Her mouth spread in a wide, genuine-looking smile, and her teeth were very white. "Any spirit is the spirit of the god, mortal."
"That's what the psychic conduit links them to," I said. "To Dionysus. To the god of revels and ecstatic violence."
"Of course," the maenad said. "Mortals have forgotten the true power of the god. The time has come to begin reminding them."
"If you're going to muck with the drinks, why not start with the big beer dispensary in the arena? You'd get it to a lot more people that way."
She sneered at me. "Beer, brewed in cauldrons the size of houses by machines and then served cold. It has no soul. It isn't worthy of the name."
"Got it," I said. "You're a beer snob."
She smiled, her gorgeous green eyes on mine. "I needed something real. Something a craftsman took loving pride in creating."

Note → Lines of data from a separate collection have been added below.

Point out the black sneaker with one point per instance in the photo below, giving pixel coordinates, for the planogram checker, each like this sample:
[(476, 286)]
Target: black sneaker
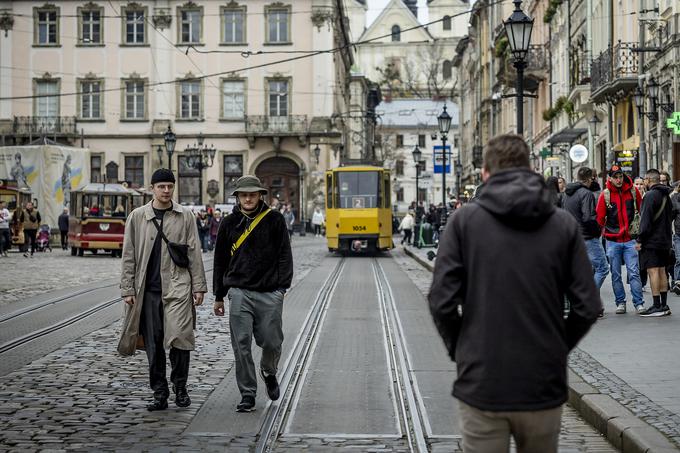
[(272, 385), (157, 405), (181, 396), (247, 404), (655, 312)]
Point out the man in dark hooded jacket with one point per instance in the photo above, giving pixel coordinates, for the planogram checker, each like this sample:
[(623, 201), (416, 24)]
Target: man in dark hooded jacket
[(656, 218), (505, 264)]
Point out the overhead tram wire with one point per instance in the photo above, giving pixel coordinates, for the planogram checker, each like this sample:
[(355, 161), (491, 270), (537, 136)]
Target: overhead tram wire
[(247, 68)]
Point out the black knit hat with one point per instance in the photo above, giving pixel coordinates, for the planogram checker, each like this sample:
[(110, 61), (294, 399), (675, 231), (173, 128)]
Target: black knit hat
[(162, 175)]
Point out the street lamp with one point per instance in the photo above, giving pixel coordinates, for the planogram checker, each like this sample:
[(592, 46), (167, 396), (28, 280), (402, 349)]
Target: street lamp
[(518, 29), (170, 140), (199, 157)]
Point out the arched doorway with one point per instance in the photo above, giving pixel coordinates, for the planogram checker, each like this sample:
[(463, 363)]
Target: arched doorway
[(282, 177)]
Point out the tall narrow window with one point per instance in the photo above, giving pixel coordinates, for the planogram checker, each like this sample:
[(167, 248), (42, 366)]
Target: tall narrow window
[(90, 26), (233, 105), (90, 99), (446, 23), (278, 98), (46, 26), (134, 170), (233, 169), (446, 69), (278, 25), (134, 100), (190, 100), (233, 25), (135, 26), (396, 33), (188, 191), (190, 26)]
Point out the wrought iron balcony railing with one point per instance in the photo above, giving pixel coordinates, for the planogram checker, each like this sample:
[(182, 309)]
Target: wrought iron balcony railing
[(618, 62), (39, 125), (262, 124)]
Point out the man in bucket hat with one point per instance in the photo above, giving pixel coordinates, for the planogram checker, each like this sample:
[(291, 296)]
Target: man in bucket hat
[(253, 269)]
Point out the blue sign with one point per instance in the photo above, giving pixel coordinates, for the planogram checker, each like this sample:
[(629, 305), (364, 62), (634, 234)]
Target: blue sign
[(437, 157)]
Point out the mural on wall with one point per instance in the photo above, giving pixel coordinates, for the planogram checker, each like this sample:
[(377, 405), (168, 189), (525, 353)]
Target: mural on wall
[(50, 172)]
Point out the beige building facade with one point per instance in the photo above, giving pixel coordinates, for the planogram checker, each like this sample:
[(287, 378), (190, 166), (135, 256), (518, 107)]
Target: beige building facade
[(255, 80)]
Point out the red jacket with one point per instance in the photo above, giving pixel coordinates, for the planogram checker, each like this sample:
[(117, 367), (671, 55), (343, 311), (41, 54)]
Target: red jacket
[(615, 218)]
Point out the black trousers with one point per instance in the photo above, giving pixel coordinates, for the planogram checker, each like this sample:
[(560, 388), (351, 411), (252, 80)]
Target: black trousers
[(29, 236), (151, 328)]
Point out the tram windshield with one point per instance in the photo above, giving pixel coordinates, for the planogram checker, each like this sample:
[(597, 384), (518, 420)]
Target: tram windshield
[(98, 205), (358, 189)]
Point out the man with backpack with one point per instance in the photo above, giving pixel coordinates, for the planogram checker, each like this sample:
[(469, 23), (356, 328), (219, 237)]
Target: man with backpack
[(618, 212), (655, 240)]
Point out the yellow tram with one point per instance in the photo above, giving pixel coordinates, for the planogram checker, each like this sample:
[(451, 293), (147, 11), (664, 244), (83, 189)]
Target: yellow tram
[(358, 209)]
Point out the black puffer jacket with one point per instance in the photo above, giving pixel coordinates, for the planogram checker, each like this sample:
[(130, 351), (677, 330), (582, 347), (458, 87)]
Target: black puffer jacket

This actually made sense, from a technical perspective. Magic is about a lot of things, and one of them is emotion. Once you begin to mass-manufacture anything, by the very nature of the process, you lose the sense of personal attachment you might have to something made by hand. For the maenad's purposes, it would have meant that the mass-produced beer had nothing she could sink her magical teeth into, no foundation upon which to lay her complex compulsion.
Mac's beer certainly qualified as being produced with pride—real, personal pride, I mean, not official corporate spokesperson pride.
"Why?" I asked her. "Why do this at all?"
"I am hardly alone in my actions, Wizard," she responded. "And it is who I am."
I frowned and tilted my head at her.
"Mortals have forgotten the gods," she said, hints of anger creeping into her tone. "They think the White God drove out the many gods. But they are here. We are here. I, too, was worshipped in my day, mortal man."
"Maybe you didn't know this," I said, "but most of us couldn't give a rat's ass. Raining down thunderbolts from on high isn't exclusive territory anymore."
She snarled, her eyes growing even brighter. "Indeed. We withdrew and gave the world into your keeping—and what has become of it? In two thousand years, you've poisoned and raped Mother Earth, who gave you life. You've cut down the forests, fouled the air, and darkened Apollo's chariot itself with the stench of your smithies."
"And touching off a riot at the Bulls game is going to make some kind of point?" I demanded.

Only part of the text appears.